Writing for South Asia Defence and Strategic Studies, Debalina Chatterjee explains the Klashnikov culture in Pakistan:During the war, prices of the Kalashnikovs in Pakistan’s arms bazaar ranged from $1500 to $3000. This was when the demands for these weapons had exceeded the supply. However, as the Soviets had to withdraw in the late 1980s, the prices reached $700 and by the year 2000, these guns were available for just $300. The region of Baluchistan is reported to possess one gun per family and the city of Karachi has become home to more than one lakh small arms.”

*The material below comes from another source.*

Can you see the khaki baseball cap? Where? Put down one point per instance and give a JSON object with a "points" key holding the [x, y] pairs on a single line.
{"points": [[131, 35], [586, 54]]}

Before Kalashnikov was introduced to the tribal region, the tribesmen used to have locally manufactured guns called Daraywall guns – made in Darra Adam Khel, a semi tribal area situated between Kohat and Peshawar.

“When Kalashnikov was adopted as “jewelry of the tribesmen” and heavy weapons were stored in each and every house, the state of tribal feuds also changed alarmingly,” say Pazeer Gul. “Where once light weapons were used to settle scores, people took to using heavy weapons against opponent tribes and whole tribes were forced to migrate to safer places after they started targeting each other.”

When the army announced military offensive in North Waziristan on June 15, 2014, people left all of their belongings including weapons behind. According to military sources, many hid their weapons in deep trenches dug inside their houses. Using metal detectors, the army combed the area for weapons and took away arms and ammunition. In absence of official data, it is hard to know the number of weapons confiscated but keeping in view proliferation of arms in the region, local tribesmen say the figure runs in hundreds of thousands.

When repatriation started earlier this year, people came back to a totally different environment. There is not a single person seen with weapon on his body or inside the house in the entire agency.

“Due to the arms culture, we have long lived in a hell,” said Hameed Khan, a local of NWA. “We have so many orphans and widows in our area due to feuds and gun violence. This is not the age of arms. We must focus on educating our next generation.”

Before the operation, people used to enjoy festive firing in the air on the occasion of marriages, circumcisions and Eid celebrations. Many valuable lives were lost to this trend that had become something of a local custom, with the killers often going unidentified and unpunished when bullets falling from the sky killed someone.

“If we get rid of the curse of aerial firing, I think it would be a great achievement,” said Sharifullah Khan Dawar, a resident of NWA who works as Director Audit for Fata.

However, local tribesmen expressed concern that there might be tribes with weapons in their possession still, creating an imbalance of power in a tribal society and making others vulnerable.

“I fear this state of partial deweaponisation will create severe imbalance of power in the area,” says Abdul Qayum Khan, a local of NWA. “In absence of proper laws and law enforcing agencies in the tribal region, one cannot guaranty peace.”

Irfan Burki, a youth from South Waziristan favors deweaponisation but insists it must be for all, without any discrimination.

“You have to disarm all across the board or weaponise all to ensure balance of power as was before the operation,” Burki suggests, adding that in a place like the tribal region, selective deweaponisation will have serious implications for the inhabitants.

“It is not fair to give arms to maliks and influential people while leaving the common man without any protection,” said Burki.